Former Cleveland Cavaliers head coach David Blatt has been diagnosed with multiple sclerosis.

In a statement posted Monday on the website of Greek club Olympiakos, Blatt said he was diagnosed with condition, which attacks the central nervous system, “a few months ago” and has experienced fatigue, weakness in his legs and balance problems.

“I am a coach and my job is to lead and teach and inspire a lot of people. Not being as agile or active doesn’t affect my ability to do those things,” Blatt wrote.

“How could I possibly complain? I absolutely cannot and will not. It’s wasted effort and while I ask my players and staff to be the best version of themselves, I must ask and even demand from myself to do the same.”

Blatt became head coach of Cleveland in June 2014 and took the team to the NBA Finals in his first season, losing to the Warriors.

He was fired during the 2015-16 season, in which Cleveland won the NBA championship for the first time under head coach Tyronn Lue. Blatt has coached Olympiakos since June 2018.


Hawks’ Schlenk

gets second title

The Atlanta Hawks have given general manager Travis Schlenk an extra title: president of basketball operations.

Owner Tony Ressler announced the promotion Monday, saying he is “extremely pleased with the direction that Travis and our entire basketball operations team has us heading as a franchise.”

As he goes into his third year with the Hawks after more than a decade with the Warriors, Schlenk has totally overhauled the roster and assembled an impressive core of young players through the draft, including Trae Young, John Collins and incoming first-round picks De’Andre Hunter and Cam Reddish.

College football: No. 4 Oklahoma named Jalen Hurts its starting quarterback for the Sept. 1 season opener against Houston. Hurts played in three national championship games for Alabama and helped the Crimson Tide win the 2017 national title. He transferred to Oklahoma in January and won the job over redshirt freshman Tanner Mordecai and freshman Spencer Rattler.

• Ohio State head coach Ryan Day says Georgia transfer Justin Fields will start at quarterback when the No. 5 Buckeyes open the season Aug. 31 against Florida Atlantic.

Obituary: Al Jackson, a tough left-hander who pitched in the early days of the woebegone New York Mets, has died at 83 in Port St. Lucie, Fla., after a long illness. He went 67-99 in a 10-year career, including 8-20 for the expansion Mets in 1962, and worked for the franchise for 50 years as a pitcher, major-league coach, minor-league coordinator and front-office adviser.
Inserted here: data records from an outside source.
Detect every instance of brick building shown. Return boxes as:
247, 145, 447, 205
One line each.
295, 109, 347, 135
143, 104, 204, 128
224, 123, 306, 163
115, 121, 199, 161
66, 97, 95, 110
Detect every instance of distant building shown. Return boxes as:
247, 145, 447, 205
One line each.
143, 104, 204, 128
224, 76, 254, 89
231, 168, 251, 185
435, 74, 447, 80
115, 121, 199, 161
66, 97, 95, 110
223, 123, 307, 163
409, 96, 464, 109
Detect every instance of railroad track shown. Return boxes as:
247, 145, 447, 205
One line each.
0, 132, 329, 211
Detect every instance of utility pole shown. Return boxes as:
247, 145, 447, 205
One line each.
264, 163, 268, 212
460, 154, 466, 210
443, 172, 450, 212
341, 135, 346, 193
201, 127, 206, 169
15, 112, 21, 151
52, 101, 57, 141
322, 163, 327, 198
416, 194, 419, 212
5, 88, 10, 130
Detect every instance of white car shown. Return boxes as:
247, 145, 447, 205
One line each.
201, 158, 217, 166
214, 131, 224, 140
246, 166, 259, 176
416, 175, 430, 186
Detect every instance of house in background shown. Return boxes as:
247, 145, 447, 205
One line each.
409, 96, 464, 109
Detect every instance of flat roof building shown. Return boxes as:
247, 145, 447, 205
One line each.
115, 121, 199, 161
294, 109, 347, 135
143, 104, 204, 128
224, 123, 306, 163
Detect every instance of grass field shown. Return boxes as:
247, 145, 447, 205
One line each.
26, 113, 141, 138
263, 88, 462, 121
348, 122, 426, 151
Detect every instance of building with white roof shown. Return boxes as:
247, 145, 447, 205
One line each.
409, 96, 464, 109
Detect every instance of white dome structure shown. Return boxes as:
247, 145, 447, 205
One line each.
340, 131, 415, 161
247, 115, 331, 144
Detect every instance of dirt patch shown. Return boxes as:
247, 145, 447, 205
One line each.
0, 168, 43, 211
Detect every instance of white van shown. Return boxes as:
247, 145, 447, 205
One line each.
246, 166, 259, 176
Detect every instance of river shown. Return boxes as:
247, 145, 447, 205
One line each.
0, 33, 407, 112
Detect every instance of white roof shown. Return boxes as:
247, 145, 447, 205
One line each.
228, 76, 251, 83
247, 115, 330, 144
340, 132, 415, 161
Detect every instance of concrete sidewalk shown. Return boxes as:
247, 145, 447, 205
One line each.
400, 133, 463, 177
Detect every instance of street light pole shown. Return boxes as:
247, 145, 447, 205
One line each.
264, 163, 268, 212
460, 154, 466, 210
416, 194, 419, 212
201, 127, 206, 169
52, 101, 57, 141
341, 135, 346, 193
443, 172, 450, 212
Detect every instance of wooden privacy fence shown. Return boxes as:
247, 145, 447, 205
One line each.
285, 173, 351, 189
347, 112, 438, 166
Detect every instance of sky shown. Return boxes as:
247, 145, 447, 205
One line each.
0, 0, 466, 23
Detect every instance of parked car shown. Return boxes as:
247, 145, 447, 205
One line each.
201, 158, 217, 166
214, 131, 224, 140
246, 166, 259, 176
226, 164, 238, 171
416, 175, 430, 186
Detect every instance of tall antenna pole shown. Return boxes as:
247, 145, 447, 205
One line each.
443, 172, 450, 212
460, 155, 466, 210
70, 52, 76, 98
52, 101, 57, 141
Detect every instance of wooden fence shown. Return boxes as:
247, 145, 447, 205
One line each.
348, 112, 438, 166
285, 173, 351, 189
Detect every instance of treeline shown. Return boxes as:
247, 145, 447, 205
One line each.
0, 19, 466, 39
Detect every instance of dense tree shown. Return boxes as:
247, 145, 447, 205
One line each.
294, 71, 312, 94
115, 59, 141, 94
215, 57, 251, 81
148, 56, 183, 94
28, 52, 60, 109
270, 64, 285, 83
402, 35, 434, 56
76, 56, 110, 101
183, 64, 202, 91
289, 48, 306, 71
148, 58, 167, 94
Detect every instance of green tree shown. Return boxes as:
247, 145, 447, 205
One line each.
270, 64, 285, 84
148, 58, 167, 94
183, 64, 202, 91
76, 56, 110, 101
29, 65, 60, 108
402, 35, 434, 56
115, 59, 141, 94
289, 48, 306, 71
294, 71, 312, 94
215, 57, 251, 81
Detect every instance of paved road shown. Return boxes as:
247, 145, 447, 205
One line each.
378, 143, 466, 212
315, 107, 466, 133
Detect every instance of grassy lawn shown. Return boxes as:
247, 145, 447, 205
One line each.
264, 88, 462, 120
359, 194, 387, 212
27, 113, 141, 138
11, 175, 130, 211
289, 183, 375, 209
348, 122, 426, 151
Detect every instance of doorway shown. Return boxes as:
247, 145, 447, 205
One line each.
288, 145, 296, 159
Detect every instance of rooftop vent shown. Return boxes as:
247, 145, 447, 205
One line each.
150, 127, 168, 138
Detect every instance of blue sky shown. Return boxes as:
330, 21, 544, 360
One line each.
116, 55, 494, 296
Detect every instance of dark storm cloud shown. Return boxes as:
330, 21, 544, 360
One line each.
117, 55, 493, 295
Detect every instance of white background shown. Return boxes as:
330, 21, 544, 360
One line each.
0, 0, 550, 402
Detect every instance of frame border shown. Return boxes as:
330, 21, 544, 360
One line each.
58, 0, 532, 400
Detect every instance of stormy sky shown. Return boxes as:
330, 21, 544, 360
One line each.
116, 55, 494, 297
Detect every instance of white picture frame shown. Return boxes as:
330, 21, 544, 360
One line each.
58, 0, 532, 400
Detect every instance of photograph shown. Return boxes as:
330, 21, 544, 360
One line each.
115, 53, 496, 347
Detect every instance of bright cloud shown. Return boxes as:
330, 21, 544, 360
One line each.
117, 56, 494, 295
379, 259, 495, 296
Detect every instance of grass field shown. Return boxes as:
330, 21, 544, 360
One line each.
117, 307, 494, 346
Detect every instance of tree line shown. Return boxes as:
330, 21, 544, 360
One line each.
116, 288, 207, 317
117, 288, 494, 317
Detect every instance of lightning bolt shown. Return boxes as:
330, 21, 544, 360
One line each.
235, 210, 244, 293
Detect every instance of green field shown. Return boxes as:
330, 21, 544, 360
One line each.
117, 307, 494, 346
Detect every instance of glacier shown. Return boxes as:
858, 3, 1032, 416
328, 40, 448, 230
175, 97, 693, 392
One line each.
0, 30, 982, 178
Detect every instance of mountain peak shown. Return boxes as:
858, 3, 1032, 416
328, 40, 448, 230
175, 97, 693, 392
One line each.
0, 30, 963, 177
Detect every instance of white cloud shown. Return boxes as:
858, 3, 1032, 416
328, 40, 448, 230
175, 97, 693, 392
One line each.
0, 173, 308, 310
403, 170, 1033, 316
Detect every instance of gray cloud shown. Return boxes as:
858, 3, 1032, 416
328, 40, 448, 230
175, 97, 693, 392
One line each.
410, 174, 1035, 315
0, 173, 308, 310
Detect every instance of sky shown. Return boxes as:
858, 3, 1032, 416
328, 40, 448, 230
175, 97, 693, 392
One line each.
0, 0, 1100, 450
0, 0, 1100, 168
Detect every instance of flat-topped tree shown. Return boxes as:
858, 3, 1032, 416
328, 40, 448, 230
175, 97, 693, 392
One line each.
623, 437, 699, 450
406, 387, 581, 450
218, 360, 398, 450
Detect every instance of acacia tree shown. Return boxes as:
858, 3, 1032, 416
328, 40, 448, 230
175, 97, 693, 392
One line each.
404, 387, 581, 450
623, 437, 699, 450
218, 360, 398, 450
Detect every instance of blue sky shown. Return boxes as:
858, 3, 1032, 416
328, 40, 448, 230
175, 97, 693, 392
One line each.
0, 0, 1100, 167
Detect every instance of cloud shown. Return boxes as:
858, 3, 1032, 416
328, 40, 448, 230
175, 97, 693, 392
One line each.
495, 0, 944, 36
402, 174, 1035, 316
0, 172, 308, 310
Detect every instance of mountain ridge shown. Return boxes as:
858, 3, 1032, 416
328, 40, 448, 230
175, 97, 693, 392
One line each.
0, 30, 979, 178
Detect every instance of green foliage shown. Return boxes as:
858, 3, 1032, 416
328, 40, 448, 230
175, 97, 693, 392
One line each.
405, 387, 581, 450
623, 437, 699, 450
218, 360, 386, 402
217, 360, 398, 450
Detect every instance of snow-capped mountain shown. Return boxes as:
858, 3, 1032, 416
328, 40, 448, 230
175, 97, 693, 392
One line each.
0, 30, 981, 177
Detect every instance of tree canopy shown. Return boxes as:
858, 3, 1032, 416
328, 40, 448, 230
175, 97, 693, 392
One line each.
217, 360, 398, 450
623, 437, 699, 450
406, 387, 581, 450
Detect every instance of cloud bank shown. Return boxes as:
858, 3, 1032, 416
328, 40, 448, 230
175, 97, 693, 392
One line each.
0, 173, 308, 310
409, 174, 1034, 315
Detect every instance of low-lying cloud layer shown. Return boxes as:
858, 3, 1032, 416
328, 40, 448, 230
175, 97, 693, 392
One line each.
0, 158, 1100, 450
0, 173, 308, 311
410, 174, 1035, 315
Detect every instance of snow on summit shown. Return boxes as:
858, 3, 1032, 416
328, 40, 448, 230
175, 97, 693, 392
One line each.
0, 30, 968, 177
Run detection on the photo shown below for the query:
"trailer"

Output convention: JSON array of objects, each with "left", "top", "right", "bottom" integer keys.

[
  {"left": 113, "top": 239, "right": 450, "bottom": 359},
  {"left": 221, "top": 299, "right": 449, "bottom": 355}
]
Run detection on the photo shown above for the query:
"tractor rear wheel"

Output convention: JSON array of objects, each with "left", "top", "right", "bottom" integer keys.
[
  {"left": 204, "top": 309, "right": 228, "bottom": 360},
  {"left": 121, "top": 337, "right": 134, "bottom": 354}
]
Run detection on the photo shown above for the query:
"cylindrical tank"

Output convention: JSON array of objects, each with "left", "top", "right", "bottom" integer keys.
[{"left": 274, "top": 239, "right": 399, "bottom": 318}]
• Jim Hardy, the oldest living USC and Los Angeles Rams football player and the MVP of the 1945 Rose Bowl, has died. He was 96. The university said he died Aug. 16 of natural causes at his home in the desert city of La Quinta (Riverside County).

Soccer: Paul Pogba missed a penalty for the fourth time in the past year as Manchester United had to settle for 1-1 at Wolverhampton Wanderers in the English Premier League.

Golf: The PGA Tour’s Barracuda Championship seeks a new home in the Reno area after the private club that has hosted the event since it began in 1999 pulled out.

NHL: The Colorado Avalanche agreed to a one-year deal with forward Valeri Nichushkin. The 24-year-old had 10 assists and no goals in 57 games last season with the Dallas Stars.